[pp.int.general] What's the minimal set of axioms for piratic ideology?

carlo von lynX lynX at pirate.my.buttharp.org
Wed Dec 9 21:05:24 CET 2015


On Wed, Dec 09, 2015 at 07:57:21PM +0100, Thijs Markus wrote:
> The state's monopoly on violence is a solid guarantee for moral

Even anarchic societies tend to develop a separation of powers
over time, so the ideas of Montesquieu can't be all wrong.

> decline. Since ancient Greece it has been known that democracies
> invariably become kleptocracies, as has ours. As will your "pirate
> logic" democracy.

Unless we find a way to improve democracy.

> Freedom is the ability to pick what you are bound to, if anything at
> all.

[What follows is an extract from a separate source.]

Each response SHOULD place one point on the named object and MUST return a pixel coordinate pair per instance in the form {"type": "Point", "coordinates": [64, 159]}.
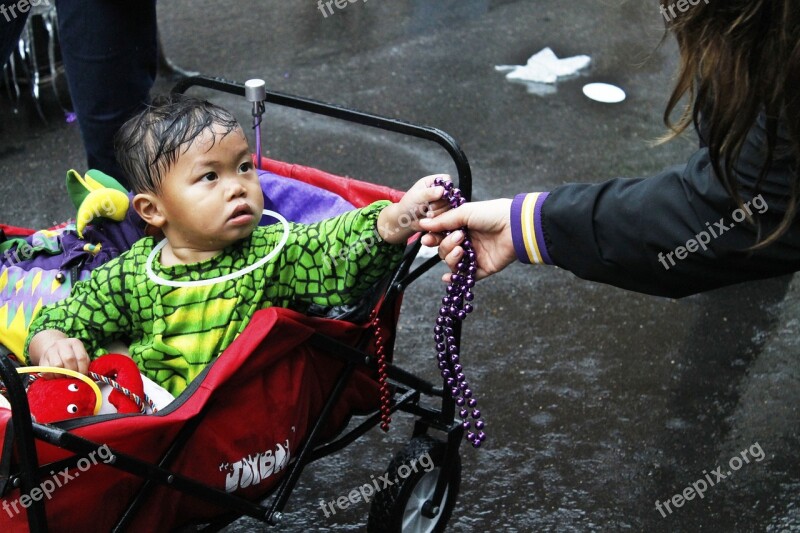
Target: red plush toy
{"type": "Point", "coordinates": [51, 400]}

Freedom is the ability to make options rather than choose amongst
> them. The state decides this for the entire collective, and often with

Since the ethical actions of individuals have never scaled up to
nations or humanity as a whole, and since we have created a market
system dominated by money-driven automatons, legislation is the only
means we have to make ethical choices for humankind.

> little influence of the populace (even as a collective), and hence is
> invariably opposed to freedom.

Unless we find a way to channel and implement the actual will
of the population, whch isn't an easy task - but given there is
no alternative, you can't deny us trying.

So improving democracy would be an essential axiom of pirate
politics or, should it be true that there is little influence of the
populace, there will be no success of any kind of pirate politics.

Or all invariably logical reasonings are simplifying reality too much.